なぜ農林水産省は食料自給率が低いと都合がよいのでしょうか… 推測するに、一度巨大化した組織を縮小するのは容易なことではないからです。つまり必要がなくなってしまった農林水産省の役割を、国民から見た時には必要であるかのごとく装っている、そうです自己の保身のための偽装工作なのです。
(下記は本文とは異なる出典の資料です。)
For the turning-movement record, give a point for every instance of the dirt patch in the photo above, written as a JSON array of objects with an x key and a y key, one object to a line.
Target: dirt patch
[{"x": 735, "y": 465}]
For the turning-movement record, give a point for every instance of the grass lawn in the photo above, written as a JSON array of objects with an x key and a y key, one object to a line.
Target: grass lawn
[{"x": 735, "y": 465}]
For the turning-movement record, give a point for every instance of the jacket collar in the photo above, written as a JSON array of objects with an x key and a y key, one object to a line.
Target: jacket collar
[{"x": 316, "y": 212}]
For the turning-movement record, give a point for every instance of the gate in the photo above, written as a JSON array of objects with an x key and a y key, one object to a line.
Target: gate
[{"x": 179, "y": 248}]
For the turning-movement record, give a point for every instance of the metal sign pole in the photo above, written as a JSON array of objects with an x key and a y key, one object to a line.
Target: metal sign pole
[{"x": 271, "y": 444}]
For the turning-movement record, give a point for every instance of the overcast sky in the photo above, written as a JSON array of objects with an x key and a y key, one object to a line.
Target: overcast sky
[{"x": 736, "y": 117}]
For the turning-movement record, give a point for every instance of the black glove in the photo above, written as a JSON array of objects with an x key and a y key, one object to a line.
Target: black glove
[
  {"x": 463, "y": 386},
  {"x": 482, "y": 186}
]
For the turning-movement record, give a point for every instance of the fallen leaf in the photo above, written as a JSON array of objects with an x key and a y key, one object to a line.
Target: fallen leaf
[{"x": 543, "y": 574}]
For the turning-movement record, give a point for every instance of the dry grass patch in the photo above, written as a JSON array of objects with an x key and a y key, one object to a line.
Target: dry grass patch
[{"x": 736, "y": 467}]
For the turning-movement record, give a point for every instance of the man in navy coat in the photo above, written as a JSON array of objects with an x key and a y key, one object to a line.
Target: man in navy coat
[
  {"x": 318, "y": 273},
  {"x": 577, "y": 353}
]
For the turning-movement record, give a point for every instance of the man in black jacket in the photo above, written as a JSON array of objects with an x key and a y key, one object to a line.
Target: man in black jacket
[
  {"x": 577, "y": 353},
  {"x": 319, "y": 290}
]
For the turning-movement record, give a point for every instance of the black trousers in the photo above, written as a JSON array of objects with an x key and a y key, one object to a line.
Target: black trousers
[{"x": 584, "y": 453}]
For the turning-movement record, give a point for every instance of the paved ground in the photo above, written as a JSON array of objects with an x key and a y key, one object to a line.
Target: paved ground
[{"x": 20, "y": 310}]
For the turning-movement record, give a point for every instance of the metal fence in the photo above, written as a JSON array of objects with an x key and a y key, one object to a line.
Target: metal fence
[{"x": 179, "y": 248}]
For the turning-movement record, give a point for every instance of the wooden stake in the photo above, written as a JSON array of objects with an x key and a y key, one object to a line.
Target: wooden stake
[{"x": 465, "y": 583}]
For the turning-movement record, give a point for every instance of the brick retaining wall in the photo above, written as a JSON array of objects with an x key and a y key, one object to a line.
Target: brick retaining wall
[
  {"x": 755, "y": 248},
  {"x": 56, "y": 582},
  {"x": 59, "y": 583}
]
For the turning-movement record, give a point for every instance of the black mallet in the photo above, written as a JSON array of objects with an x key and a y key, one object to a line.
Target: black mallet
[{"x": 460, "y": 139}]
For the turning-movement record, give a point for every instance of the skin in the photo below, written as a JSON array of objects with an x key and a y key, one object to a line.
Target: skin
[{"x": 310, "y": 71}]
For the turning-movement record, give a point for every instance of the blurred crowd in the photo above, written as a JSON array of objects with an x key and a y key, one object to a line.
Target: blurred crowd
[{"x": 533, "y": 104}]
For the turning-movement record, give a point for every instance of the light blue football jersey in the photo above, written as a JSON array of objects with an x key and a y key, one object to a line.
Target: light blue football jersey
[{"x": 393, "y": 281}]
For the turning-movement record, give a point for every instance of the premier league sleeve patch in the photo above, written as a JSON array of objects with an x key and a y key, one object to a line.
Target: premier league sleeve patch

例えば農水省役職員一人当たりの事業的農家数を見てみましょう。ちなみに、我が国と比較して食料自給率が高い米国のそれは600人です。それに対して我が国は、皆さん驚くことなかれ、何と7人にすぎないのです。それぞれの事情があるとはいえ、効率的には100倍弱の差があるとわけです。

農業技術通信社の浅川芳裕氏によると…
「そもそも農水省は農業を振興する機関のように見えるかもしれないが、本質は食料供給のための統制組織の名残にすぎない。明治期から独占的な食糧輸入商社のような機能をしてきた。輸入した食料を右から左に動かすだけで大きな利益を生み出せる。カロリーベース自給率が現れた(農林水産省が声高に食料自給率の低さを訴え始めた)時期と、独占権益が失われる自由化交渉のタイミングが重なるのは決して偶然ではない。」と断言していらっしゃいます。

ですから浅川氏は、我が国農業の衰退は国民の錯覚だともおっしゃっています。例えば農産物の生産量について。年々減少していると考えている人が多いかもしれませんが、実際には1960年の4,700万tが2005年には5,000万tへと300万t増産。しかも、農家数はその間に1/6に減少しており、1人当たりの生産量は過去40年あまりで6倍以上に向上しているそうです。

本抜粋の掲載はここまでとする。